Miré el teléfono: no había mensajes de texto ni de voz.

“Llevarán retraso”, pensé mientras me apoyaba en la pared de piedra.

Guardé el teléfono y me dije: “Mantén la calma”.

El tiempo no podía ser más abrileño: ya había quedado atrás lo peor del invierno, pero no acababa de llegar la primavera. Los árboles seguían desnudos, pero la brisa era suave. El cielo estaba encapotado, pero asomaban los tulipanes. La luz era pálida, pero el lago añil que se extendía por los jardines resplandecía.

“Qué bello es todo —pensé—. Y también qué triste”.

Hubo un tiempo en que aquello iba a ser mi hogar para toda la vida. En cambio, había resultado no ser más que otra breve parada.

Cuando mi esposa y yo huimos de allí, temiendo por nuestra salud mental e integridad física, no estaba seguro de cuándo iba a volver. Aquel episodio había tenido lugar en enero de 2020. Quince meses más tarde, allí estaba, días después de despertar para encontrarme treinta y dos llamadas perdidas y después sostener una breve y angustiosa conversación con la abuela:

—Harry…, el abuelo ha fallecido.

El viento cobró fuerza y se volvió más frío.

Encorvé los hombros y me froté los brazos mientras lamentaba lo fina que era mi camisa blanca. Deseé haberme dejado puesto el traje que llevaba durante el funeral y haber cogido un abrigo por si acaso.
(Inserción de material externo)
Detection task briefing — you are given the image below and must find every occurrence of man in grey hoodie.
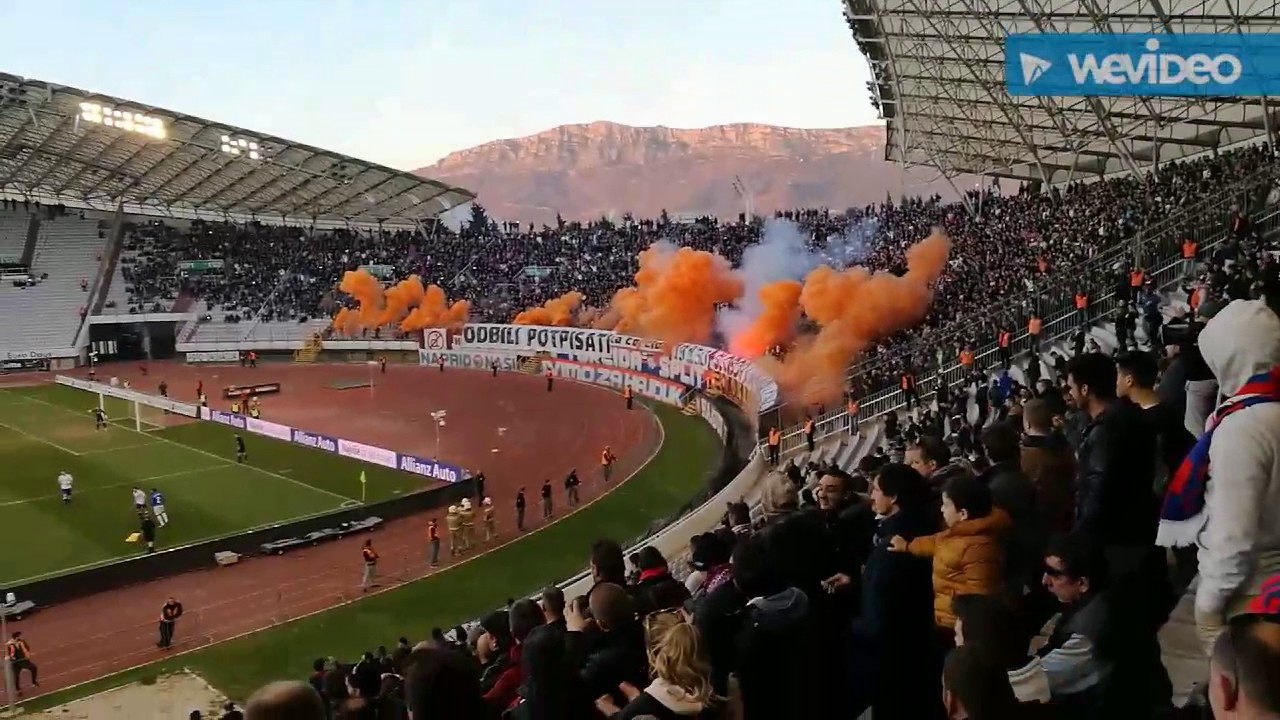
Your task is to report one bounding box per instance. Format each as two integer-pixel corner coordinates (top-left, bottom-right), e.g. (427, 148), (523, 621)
(1160, 300), (1280, 652)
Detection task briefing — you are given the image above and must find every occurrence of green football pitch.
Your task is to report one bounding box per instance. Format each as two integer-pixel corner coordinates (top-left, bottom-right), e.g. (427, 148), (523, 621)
(0, 386), (424, 587)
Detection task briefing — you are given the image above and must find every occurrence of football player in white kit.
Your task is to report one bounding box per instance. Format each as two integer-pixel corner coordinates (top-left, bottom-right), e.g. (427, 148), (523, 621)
(58, 470), (73, 502)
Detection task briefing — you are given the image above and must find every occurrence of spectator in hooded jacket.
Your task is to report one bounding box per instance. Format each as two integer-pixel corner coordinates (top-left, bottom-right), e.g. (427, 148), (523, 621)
(942, 646), (1025, 720)
(576, 583), (649, 705)
(484, 600), (543, 712)
(404, 646), (489, 720)
(1009, 532), (1172, 720)
(906, 436), (972, 493)
(1021, 398), (1075, 536)
(1208, 604), (1280, 720)
(850, 464), (941, 717)
(1066, 352), (1164, 573)
(890, 475), (1010, 627)
(1160, 300), (1280, 652)
(630, 546), (689, 618)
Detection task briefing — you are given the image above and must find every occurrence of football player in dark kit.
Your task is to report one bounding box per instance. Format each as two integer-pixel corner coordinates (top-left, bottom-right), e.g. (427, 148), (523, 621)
(156, 597), (182, 650)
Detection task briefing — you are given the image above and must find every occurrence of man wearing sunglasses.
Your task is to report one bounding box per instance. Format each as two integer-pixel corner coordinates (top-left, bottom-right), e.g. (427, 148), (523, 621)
(1009, 533), (1172, 720)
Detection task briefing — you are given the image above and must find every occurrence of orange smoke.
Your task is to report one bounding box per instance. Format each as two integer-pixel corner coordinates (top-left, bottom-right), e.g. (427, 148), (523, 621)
(595, 243), (742, 346)
(511, 290), (586, 327)
(333, 269), (470, 336)
(759, 229), (951, 402)
(728, 281), (804, 357)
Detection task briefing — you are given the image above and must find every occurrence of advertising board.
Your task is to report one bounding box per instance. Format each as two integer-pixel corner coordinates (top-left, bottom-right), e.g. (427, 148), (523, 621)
(417, 348), (520, 373)
(187, 350), (239, 363)
(445, 323), (778, 419)
(200, 407), (467, 483)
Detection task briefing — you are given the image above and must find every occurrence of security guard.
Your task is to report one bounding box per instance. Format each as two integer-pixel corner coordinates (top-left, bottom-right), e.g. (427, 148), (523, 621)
(444, 505), (462, 556)
(156, 597), (182, 650)
(4, 632), (40, 694)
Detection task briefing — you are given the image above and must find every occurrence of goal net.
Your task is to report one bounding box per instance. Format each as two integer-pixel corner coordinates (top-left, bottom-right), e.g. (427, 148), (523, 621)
(56, 375), (200, 433)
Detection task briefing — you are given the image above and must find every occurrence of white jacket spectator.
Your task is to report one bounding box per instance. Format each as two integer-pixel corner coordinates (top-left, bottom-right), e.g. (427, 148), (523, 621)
(1196, 300), (1280, 651)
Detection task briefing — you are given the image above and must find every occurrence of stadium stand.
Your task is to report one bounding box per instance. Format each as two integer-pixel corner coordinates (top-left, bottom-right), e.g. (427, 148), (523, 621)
(0, 210), (104, 350)
(0, 202), (31, 266)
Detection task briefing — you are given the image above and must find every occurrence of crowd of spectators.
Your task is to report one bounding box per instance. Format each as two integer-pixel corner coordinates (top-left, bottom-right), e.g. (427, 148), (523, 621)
(204, 221), (1280, 720)
(117, 145), (1275, 392)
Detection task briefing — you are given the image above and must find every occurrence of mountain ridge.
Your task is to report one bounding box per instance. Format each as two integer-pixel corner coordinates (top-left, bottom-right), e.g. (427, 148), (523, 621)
(415, 120), (959, 224)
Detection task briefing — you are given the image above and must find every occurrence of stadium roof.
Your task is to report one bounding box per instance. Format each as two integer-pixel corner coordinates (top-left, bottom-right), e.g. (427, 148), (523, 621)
(0, 73), (475, 227)
(845, 0), (1280, 183)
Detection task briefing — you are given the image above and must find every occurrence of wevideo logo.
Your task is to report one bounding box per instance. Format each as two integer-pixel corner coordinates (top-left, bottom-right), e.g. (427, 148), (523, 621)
(293, 430), (338, 452)
(1005, 33), (1280, 97)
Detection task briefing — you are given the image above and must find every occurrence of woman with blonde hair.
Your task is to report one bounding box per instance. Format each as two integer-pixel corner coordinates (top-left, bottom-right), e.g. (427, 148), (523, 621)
(595, 610), (714, 720)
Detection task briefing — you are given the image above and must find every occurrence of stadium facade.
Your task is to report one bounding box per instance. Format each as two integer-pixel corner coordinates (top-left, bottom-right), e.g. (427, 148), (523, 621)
(844, 0), (1280, 190)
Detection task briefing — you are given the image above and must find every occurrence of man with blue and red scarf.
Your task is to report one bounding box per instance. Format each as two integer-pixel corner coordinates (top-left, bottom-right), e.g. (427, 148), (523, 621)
(1157, 300), (1280, 652)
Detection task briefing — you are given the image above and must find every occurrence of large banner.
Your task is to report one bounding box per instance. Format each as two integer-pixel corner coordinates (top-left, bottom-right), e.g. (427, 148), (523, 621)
(435, 323), (778, 418)
(54, 375), (200, 418)
(541, 360), (690, 407)
(417, 348), (520, 373)
(200, 407), (467, 483)
(453, 323), (662, 355)
(187, 350), (239, 363)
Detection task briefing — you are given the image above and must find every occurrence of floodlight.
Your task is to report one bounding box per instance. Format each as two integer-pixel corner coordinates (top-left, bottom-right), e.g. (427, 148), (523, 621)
(219, 135), (262, 160)
(79, 102), (168, 140)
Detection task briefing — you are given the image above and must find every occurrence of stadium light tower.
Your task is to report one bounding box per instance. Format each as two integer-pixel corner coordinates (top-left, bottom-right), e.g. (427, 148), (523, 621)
(79, 102), (169, 140)
(221, 135), (262, 160)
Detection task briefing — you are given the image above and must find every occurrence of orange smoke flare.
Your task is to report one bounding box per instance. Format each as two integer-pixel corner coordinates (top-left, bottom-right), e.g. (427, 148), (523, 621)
(511, 290), (586, 327)
(596, 243), (742, 346)
(760, 229), (951, 402)
(333, 269), (471, 334)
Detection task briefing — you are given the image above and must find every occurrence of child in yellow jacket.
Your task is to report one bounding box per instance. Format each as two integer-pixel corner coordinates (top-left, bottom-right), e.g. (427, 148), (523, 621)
(890, 475), (1011, 628)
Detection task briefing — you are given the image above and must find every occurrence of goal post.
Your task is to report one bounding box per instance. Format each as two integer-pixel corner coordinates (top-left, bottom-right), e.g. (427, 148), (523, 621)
(54, 375), (200, 433)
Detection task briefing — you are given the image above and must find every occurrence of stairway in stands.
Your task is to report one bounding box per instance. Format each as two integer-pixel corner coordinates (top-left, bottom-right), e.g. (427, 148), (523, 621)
(293, 333), (324, 363)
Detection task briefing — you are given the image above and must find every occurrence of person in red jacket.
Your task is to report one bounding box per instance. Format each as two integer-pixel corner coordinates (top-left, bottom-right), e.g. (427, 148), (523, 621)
(484, 600), (545, 715)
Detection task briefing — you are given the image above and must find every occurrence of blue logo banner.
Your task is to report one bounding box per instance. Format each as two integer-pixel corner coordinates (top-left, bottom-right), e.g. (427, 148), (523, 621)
(1005, 33), (1280, 97)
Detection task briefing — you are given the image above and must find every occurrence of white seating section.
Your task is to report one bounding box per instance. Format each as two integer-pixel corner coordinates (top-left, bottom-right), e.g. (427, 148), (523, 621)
(0, 217), (106, 351)
(0, 210), (31, 258)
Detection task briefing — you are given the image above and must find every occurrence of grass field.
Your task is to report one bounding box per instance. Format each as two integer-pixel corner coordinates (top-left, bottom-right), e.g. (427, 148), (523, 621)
(0, 386), (435, 587)
(24, 406), (721, 711)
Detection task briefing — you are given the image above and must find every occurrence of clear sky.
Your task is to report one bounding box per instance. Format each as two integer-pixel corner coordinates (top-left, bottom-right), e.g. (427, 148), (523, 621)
(0, 0), (876, 169)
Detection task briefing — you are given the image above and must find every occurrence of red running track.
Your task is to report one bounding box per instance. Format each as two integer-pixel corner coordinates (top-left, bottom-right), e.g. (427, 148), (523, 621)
(2, 363), (662, 700)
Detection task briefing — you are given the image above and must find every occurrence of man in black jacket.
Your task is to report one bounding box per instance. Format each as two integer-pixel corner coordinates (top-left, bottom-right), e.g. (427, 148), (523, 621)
(571, 583), (649, 707)
(1066, 352), (1160, 556)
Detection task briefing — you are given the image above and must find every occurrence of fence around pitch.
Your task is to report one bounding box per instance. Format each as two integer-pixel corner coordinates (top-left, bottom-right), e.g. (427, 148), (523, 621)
(762, 168), (1280, 452)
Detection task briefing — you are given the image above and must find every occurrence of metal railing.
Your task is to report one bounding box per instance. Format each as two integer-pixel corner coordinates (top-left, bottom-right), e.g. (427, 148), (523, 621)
(762, 165), (1280, 448)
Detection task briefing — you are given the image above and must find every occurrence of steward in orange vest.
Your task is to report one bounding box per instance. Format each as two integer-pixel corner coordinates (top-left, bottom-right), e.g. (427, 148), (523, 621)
(996, 329), (1014, 370)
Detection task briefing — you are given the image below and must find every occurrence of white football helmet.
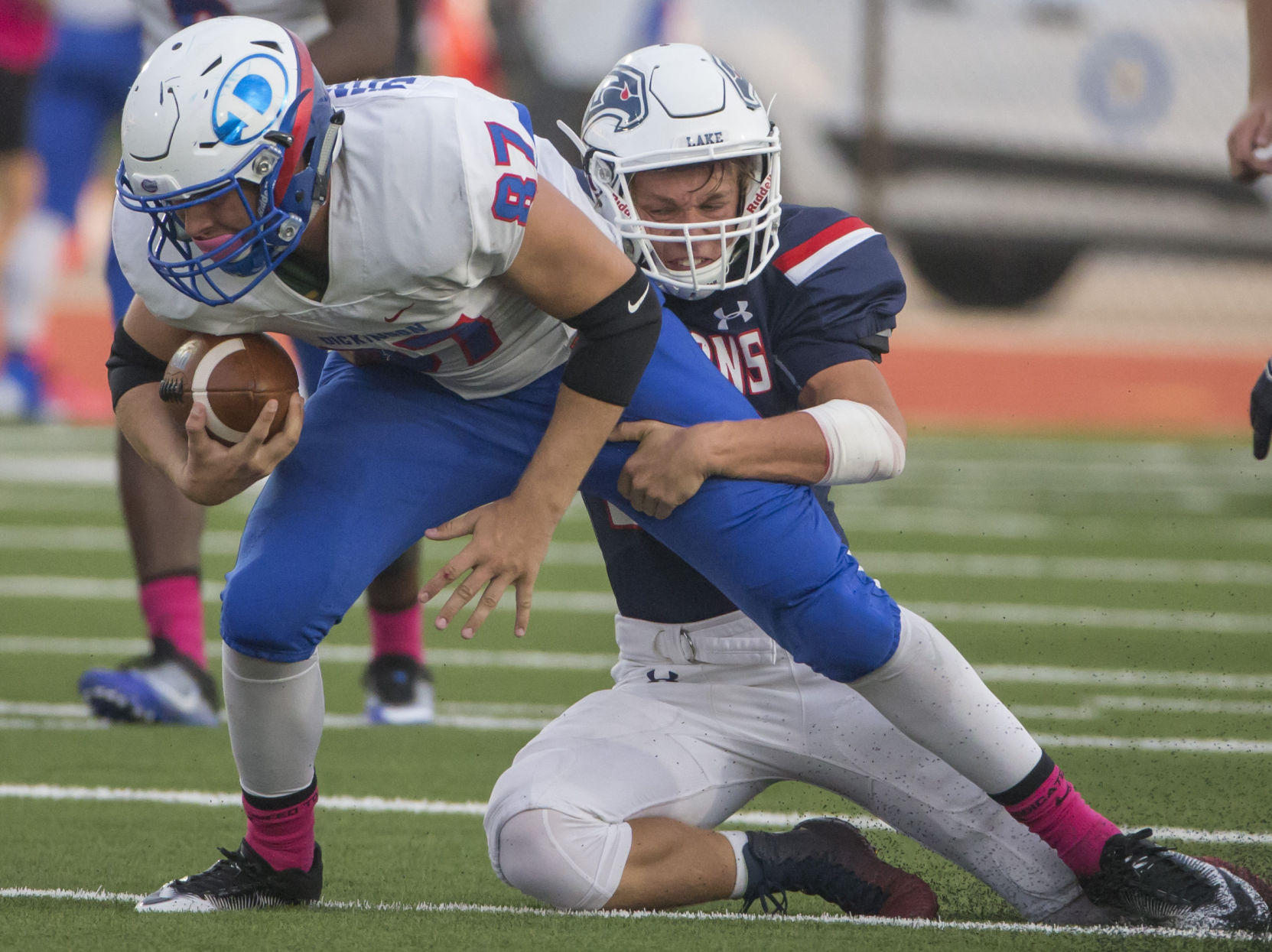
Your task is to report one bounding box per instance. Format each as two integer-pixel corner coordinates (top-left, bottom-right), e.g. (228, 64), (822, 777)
(570, 44), (781, 300)
(115, 17), (343, 305)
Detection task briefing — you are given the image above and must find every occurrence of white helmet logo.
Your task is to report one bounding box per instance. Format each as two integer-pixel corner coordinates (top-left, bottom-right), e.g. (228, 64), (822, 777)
(213, 54), (288, 145)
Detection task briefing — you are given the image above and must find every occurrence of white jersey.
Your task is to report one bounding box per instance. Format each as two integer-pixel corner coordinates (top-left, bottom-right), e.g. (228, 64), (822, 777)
(113, 76), (613, 398)
(135, 0), (330, 56)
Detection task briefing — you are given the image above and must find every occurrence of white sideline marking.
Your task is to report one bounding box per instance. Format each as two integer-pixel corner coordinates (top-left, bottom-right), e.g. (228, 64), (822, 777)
(0, 634), (1272, 691)
(0, 783), (1272, 845)
(0, 634), (618, 671)
(0, 576), (1268, 634)
(0, 526), (1272, 586)
(1011, 694), (1272, 720)
(0, 886), (1261, 942)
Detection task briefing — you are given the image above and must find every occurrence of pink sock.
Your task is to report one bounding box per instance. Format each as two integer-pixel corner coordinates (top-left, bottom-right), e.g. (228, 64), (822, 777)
(243, 778), (318, 872)
(366, 603), (424, 664)
(1000, 765), (1122, 876)
(140, 574), (207, 668)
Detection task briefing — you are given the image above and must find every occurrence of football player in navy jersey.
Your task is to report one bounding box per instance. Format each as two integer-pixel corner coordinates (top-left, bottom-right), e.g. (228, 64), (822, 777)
(486, 44), (1267, 923)
(116, 17), (1268, 929)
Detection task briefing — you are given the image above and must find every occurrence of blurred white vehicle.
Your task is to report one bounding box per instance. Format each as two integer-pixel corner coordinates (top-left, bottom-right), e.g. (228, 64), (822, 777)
(522, 0), (1251, 307)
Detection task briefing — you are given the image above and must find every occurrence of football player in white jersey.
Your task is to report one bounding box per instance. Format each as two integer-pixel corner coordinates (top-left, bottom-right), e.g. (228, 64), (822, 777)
(108, 18), (1268, 928)
(76, 0), (434, 726)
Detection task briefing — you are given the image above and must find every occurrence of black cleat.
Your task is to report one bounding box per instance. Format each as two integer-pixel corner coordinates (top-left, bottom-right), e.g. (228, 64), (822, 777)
(742, 817), (936, 919)
(138, 840), (322, 912)
(363, 655), (436, 724)
(1082, 830), (1272, 933)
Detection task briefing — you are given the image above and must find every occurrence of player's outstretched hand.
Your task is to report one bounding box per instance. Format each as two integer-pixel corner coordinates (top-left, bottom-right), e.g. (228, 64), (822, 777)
(610, 420), (711, 518)
(1251, 359), (1272, 459)
(1228, 99), (1272, 183)
(420, 495), (556, 638)
(173, 394), (304, 506)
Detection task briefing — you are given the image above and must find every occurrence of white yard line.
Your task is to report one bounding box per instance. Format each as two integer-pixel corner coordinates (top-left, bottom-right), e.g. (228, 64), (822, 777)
(0, 634), (1272, 691)
(0, 700), (1272, 756)
(0, 525), (1272, 586)
(9, 886), (1261, 942)
(0, 783), (1272, 845)
(0, 886), (1258, 942)
(0, 576), (1268, 635)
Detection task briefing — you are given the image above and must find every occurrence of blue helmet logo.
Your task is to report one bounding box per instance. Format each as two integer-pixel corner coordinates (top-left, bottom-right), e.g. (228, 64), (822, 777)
(711, 56), (763, 109)
(583, 66), (649, 132)
(213, 54), (288, 145)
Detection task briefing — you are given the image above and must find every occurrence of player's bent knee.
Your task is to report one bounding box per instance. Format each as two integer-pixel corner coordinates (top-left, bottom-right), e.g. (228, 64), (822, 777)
(491, 810), (633, 910)
(221, 573), (326, 662)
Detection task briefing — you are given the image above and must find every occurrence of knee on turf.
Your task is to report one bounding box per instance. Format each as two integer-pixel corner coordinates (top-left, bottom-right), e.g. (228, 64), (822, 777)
(490, 810), (633, 910)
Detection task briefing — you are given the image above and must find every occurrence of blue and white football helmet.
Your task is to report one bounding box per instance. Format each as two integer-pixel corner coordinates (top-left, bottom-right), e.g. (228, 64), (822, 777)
(570, 44), (781, 300)
(115, 17), (343, 305)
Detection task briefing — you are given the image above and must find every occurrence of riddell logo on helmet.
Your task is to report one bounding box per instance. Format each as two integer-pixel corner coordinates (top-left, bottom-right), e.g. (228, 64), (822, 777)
(747, 175), (773, 213)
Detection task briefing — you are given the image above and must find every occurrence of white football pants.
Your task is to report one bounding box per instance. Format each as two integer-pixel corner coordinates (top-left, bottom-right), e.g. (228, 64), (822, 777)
(485, 612), (1078, 920)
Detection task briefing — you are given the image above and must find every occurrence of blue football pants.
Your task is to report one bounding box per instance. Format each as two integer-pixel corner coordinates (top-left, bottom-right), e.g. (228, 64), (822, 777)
(221, 311), (900, 681)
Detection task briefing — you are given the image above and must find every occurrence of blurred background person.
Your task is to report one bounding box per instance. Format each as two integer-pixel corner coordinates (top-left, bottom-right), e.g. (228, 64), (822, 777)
(1228, 0), (1272, 459)
(0, 0), (142, 421)
(0, 0), (50, 421)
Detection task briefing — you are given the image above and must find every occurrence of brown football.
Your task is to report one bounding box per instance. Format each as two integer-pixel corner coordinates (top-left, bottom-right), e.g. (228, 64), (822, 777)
(159, 334), (299, 446)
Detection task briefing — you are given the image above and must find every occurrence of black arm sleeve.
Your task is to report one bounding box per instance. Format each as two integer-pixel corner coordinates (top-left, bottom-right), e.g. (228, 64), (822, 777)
(561, 269), (662, 407)
(106, 320), (168, 408)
Me puse de espaldas al viento y vi, cerniéndose sobre mí, las ruinas góticas, que en realidad tenían de góticas lo mismo que la noria del London Eye. Un arquitecto inteligente y un poco de sentido escénico. “Como tantas otras cosas de por aquí”, pensé.

Fui de la pared de piedra a un pequeño banco de madera. Me senté, consulté de nuevo el teléfono y miré a un lado y al otro del sendero.

“¿Dónde están?”

Otra ráfaga de viento. Curiosamente, me recordó al abuelo. Su frialdad de trato, quizá, o su gélido sentido del humor. Me vino a la cabeza un fin de semana de caza en particular, años atrás. Un amigo, que solo pretendía entablar conversación, le preguntó al abuelo qué opinaba de mi nueva barba, que había causado preocupación en la familia y polémica en la prensa.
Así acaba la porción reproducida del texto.